Плачу и не стесняюсь,
Кому и какое дело?
Я – человек несчастный.
Прячу родное тело.
«Это тепло от земли и этот коровий взгляд…»
Это тепло от земли и этот коровий взгляд…
Здесь всё совершается внезапно и невпопад.
Кони прядают ушами и воздушный летает змей.
Мальчики не приходят с войн, обманывая матерей.
Школьник дерется с крапивой, и крапива ложится рядами.
Карась вылетает с прудá, удочкой заарканен,
И летит, как Гагарин по небу, серебристо-красивый.
Родина-мать бьет в ладоши и хохочет счастливо.
Набухают туманом заросли трав в логу.
Журчит ручей. Эту ночь провожу в стогу,
Наблюдая, как летят в небе спутники и летучие мыши.
Последние живут в церкви с обрушенной крышей.
Я слышу, как поют мертвые на кладбище дальнем.
Как крадется мышь и что-то движется в Зазеркалье.
Как несется Юпитер своей извечной дорогой.
С вершины стога можно услышать многое.
«Ни птица сова не знает, ни рыба сом…»
Ни птица сова не знает, ни рыба сом
О королевстве под опавшим листом.
Не для него наша музыка – квинты, кварты и терции,
Не для него бьют часы на башнях Венеции.
Не для него летят спутники и ледоколы штурмуют Арктику,
Там полководец выстраивает полки, и не беда, что маленькие.
Там конница крупной рысью рассекает полночный мрак,
Чудовища отступают и падают в овраг.
Под опавшим листом турниры и рыцари опускают забрала,
Клянутся в верности дамам и замертво падают.

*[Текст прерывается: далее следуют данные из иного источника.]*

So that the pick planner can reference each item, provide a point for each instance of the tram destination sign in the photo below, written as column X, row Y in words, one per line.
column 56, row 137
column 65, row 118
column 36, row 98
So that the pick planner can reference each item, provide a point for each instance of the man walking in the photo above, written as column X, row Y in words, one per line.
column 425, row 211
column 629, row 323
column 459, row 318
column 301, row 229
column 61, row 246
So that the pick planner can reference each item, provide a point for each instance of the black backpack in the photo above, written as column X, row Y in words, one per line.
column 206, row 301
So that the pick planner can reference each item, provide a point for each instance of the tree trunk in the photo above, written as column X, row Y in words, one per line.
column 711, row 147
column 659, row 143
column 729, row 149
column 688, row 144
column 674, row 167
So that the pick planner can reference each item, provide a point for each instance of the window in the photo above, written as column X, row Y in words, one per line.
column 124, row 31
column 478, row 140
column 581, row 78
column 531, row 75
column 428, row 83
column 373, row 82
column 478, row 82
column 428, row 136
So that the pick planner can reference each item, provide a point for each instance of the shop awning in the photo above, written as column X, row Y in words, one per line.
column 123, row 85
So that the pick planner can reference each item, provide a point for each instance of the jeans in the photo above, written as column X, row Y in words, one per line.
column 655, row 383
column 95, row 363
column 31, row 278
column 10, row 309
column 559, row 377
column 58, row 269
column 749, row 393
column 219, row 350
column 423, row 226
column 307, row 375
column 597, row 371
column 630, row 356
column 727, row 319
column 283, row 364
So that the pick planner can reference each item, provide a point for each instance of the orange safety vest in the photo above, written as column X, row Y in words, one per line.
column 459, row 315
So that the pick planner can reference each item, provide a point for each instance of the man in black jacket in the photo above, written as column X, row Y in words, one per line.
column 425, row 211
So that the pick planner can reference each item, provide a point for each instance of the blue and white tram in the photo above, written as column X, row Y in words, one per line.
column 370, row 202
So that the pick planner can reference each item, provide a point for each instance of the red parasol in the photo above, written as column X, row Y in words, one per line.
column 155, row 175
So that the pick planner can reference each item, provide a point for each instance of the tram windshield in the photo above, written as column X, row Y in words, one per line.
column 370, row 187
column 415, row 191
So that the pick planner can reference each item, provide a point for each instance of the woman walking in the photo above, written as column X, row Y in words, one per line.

Там в крестовые ходят походы, помнят совесть и помнят честь.
Там на картах ворота адовы и ви́дна купола твердь.
Там не тронет огонь невинных и невинный пройдет огонь.
В бочках древние бродят вина и твой первый товарищ конь.
Под опавшим листом темнеет. Королевство заносит снег.
Только всюду там факелы светят и поэтому слышен смех.
Кузнецы починяют доспехи, снова шьются шелка и меха.
И играют, играют дети. Под листом, среди снега и мха.
«В небе высоком не тает осколок луны…»
В небе высоком не тает осколок луны.
Мне десять, я прыгаю с бабушкиного чердака.
Ни для чего, просто так, голова легка.
В детстве летать легко, я лечу, как дым.
Прыгаю и, кажется, сделал что-то ужасно важное,
Как парашютист, сошедший с неслыханных прежде высот.
Как совершивший нечто, что дано не каждому.
А то, что страшно и ноги болят, – не в счет.
Бабушкин дом теперь рухнул, хозяева – крысы, ежи.
А я еще жив и башка всё также легка.
Луны осколок держа в руке, как запал,
Хочется прыгнуть с бабушкиного чердака.